Lihat ke Halaman Asli

Dikhianati Gerindra, PKS Harus Galang Poros Baru!

Diperbarui: 20 September 2016   23:26

Kompasiana adalah platform blog. Konten ini menjadi tanggung jawab bloger dan tidak mewakili pandangan redaksi Kompas.

Politik. Sumber ilustrasi: FREEPIK/Freepik

Malam ini (20 Sept)  DPP PDIP secara resmi mengusung pasangan calon gubernur DKI Ahok dan Djarot. Setelah sekian lama PDIP tarik ulur keputusan sekaligus mendramatisasi politik guna menyita perhatian dan emosinal publik. Sebenarnya sikap PDIP yang mendukung Ahok ini bukanlah isu baru yang muncul ditengah-tengah publik. Banyak pengamat dan informasi media yang mengatakan bahwa politik “malu-malu” PDIP ini hanyalah sinetron, untuk menutupi ‘deal’ antara Mega dan Ahok.
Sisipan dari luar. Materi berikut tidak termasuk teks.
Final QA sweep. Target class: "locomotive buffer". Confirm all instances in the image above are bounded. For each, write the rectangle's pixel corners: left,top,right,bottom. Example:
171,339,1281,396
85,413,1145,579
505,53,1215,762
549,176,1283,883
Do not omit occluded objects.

                Ditengah-tengah sikap politik PDIP yang banyak dinilai sarat akan pragmatisme. Pidato Hasto selaku Sekjend DPP PDIP semakin membuat publik mual dan hendak meluapkan kemarahan. Bagaimana tidak, Hasto mengatakan bahwa Sikap PDIP mendukung sebagai bentuk keberpihakan PDIP terhadap kepentingan rakyat kecil. Tentu publik bertanya-tanya, “rakyat yang mana?” yang dibela oleh PDIP. Padahal semua tahu bahwa Ahok melakukan banyak kezhaliman dibalik rezimnya. Tak terhitung lagi kesengsaraan yang dirasakan masyarakat atas aksi-aksi penggusuran dan sikap amoral yang ditunjukan oleh Ahok. Dengan kondisi seperti ini publik kembali bertanya “PDIP partai wong cilik atau wong licik?”
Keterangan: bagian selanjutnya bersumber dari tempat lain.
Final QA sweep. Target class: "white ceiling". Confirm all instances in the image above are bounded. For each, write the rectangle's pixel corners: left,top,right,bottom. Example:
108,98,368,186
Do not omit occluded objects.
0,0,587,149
                Angin baru berhembus diseberang. Gerindra dan Demokrat mulai melakukan pembicaraan. Dan nama yang paling kuat bermunculan adalah pasangan Anies dan Sandi. Anies dinilai sebagai figur alternatif yang mewakili anak muda. Namun elektabilitas Anies ditambah dengan Sandi masih sangat dipertanyakan. Hal tersebut dibuktikan bahwa segmen pendukung Anies dan sandi mayoritas berasal dari simpul yang sama, yaitu pemuda dan mahasiswa. Dan basis pendukung ini bukanlah modal optimal yang bisa dipertaruhkan.

                Disisi lain, tersisalah tiga partai politik yang harapkan mampu mewakili suara umat islam. Ketiga pertai tersebut ialah PKS,PPP dan PKB, dengan total 27 kursi. Kalo memang benar Gerindra putar balik dari koalisinya bersama PKS. Maka seharusnya PKS merasa ‘tertampar’ dan menyadari betapa tidak penting posisinya dimata Prabowo. Sebagai partai pemilik sebelas kursi suara di DPRD DKI. PKS tidak boleh diam saja apabila Gerindra mempecundanginya. PKS bukanlah partai pelengkap ataupun penghibur.  Justru disinilah peran PKS sebagai inisiator penentu poros alternatif. PKS harus duduk bersama pemimpin umat yang lainnya. Membicarakan tentang keterwakilan dan harga diri umat. Ditengah –tengah kenyatakan krisis tokoh yang menghinggapi partai dakwah ini. Tetap saja peran diharapkan PKS akan menjadi penentu dari akhir cerita panjang pilkada DKI.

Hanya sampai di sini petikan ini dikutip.